By Joan Weed, contributor
Are you feeling those subtle hints that gardening season is truly coming?
This month, I plan to repeat some instructions from five years ago. We have new readers and I hope new gardeners can benefit.
Seed starting! Yes! Gardeners, start your engines — finally.
You know all those seed packets you just couldn’t resist tossing in your cart in mid-winter? Well, the time has finally come for starting some.
I say “some” because all seeds are not best begun inside. Many prefer direct sowing in the garden. Here we’ll deal with those that need a head start inside where we live.
First of all, you might be asking why start seeds inside at all? You can buy perfectly grown plants at your local nursery.
The main reason to my way of thinking is to have the precise varieties you’d like. And besides, it’s fun.
Start those that take a while to germinate and become a size that can withstand outdoor wind and weather—vegetables such as eggplant, tomatoes, peppers, parsley, basil, cabbages, broccoli, leeks and lettuces.
Flowers to begin inside are perennials, mostly. Annual flowers do well with direct garden sowing.
Seeds can be held over from year to year if stored properly. That means completely dry and in a neutral temperature setting. A few kinds of seeds perform best when bought fresh each season, such as alliums and parsley.
To test for viability of saved seeds, place a few in a folded, damp paper towel and then in a jar or plastic bag. Observe for a few days and the percentage of your test seeds usually corresponds with those remaining in the packet.
Some seeds remain viable for many years. If you’d like to save seeds and have them come in true, you must save only open-pollinated varieties. Hybrids are not good candidates.
Some seeds need preparation before sowing. Peas, beans and parsley could benefit from an overnight soaking first. There is also a legume inoculant for pea and bean seeds that aids in germination.
Others need scarification, like moonflowers. This means nicking the outer coating with a sharp knife to allow moisture to penetrate the shell more easily. Then there is stratification, which means planting in moist starting mix and placing (covered) in a cool environment (like the refrigerator) for months. Cardinal flower is one that comes to mind for this treatment.
Here, think what Mother Nature would do for a hint about which could use this method.

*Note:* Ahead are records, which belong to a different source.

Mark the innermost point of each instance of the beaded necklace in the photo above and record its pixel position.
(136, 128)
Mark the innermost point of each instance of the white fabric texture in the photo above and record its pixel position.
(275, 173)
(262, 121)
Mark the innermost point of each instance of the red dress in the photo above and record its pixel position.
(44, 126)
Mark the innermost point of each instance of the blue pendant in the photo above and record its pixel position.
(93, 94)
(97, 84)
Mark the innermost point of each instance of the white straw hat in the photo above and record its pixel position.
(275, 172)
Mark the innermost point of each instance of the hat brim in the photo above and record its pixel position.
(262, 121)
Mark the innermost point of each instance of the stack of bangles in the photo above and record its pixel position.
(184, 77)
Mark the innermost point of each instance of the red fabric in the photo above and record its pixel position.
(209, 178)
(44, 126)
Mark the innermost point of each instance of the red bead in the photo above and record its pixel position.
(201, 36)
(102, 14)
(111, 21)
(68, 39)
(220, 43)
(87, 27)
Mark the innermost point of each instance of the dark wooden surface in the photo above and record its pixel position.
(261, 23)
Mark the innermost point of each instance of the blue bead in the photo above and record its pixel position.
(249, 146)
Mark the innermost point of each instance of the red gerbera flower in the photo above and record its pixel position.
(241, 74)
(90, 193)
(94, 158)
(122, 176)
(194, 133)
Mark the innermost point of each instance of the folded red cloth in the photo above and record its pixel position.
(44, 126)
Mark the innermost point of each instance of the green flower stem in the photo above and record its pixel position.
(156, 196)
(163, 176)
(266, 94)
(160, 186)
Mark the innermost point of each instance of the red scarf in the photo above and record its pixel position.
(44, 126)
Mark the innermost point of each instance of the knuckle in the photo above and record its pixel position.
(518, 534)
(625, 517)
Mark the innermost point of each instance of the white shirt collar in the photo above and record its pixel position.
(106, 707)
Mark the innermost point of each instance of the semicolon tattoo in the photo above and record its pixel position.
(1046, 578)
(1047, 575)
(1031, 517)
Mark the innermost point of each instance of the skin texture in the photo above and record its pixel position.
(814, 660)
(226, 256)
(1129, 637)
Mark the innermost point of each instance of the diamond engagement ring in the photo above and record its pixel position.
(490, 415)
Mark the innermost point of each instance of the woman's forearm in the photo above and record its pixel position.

You’ll need a few supplies to begin. First, a soilless mix for filling your containers. Containers can be specially bought divided planters or old yogurt cups. Clamshell containers from salad or such make good planters and come with their own covers to hold in moisture. This should be removed once germination takes place. Depends on your budget. Drainage is important, so holes might need to be added to the bottom.
You’ll need trays to hold your choice of planters because you will want to water from below so as not to wash away your seeds. Some sort of labels are essential and a sharpie or grease pencil. I sometimes cut used cottage cheese or yogurt containers into V-shaped labels to stick in the planters.
Lighting is important, especially after germination takes place. I have used ordinary shop lights on adjustable chains with good results. You will want to raise the lights as the plants grow. If the source of light is not close enough to plants, they will reach for it and become leggy and weak.
Although somewhat expensive, a gardener’s heating pad to place under your tray will ensure success. It can be used every year thereafter, so the investment is worth it.
One reason for the early demise of seedlings is “damping off,” which will have your baby plants falling over suddenly. To avoid this, always water from the bottom, and it could benefit your plants to have a sprinkling of sand or gravel on top of the planting medium.
Lightly brushing your newly started plants daily with your hand helps them to be strong. Another idea is to run an oscillating fan nearby. A timer for your lights is also a good idea, as you will want the light to shine for 14-16 hours a day.
Once our last frost date has come and the weather warms, you will want to “harden off” your plants. They should be introduced to their permanent garden space by setting outdoors in a shaded but bright area a little bit each day and brought inside at night. After a week or so of this, you may plant in the garden.
One trick I have used to protect newly planted vegetables like tomatoes is to cut the bottom off a soft plastic pot and push it into the ground around your plant. This protects the plant from wind and shades it just enough till it gets strong. You can leave in place all season, as your plant will grow right up and out.
Don’t be too anxious to start your seeds, as you will be taking care of them for many months. Packets usually have loads of valuable information about planting depth, days to maturity, whether light is needed for germination or dark.
There are books available also. Our library has some, as well as free seeds from the seed library. It is hoped you will add some seeds at the end of the season for next year’s offerings. One of my favorite books about propagating plants is Making More Plants by Ken Druse.
Seeds for squash, beets, corn, carrots, beans, radishes, cucumbers, melons and peas are best planted directly in your garden beds when the soil temperature is warm and all danger of frost is past.
There are still many plants that our local nurseries do better than we do, so visit and purchase some starts. Knowing something about the beginnings of a plant’s life will make you a better shopper.
If you are new at seed starting, begin with a manageable few. Before you know it, you’ll catch the fever.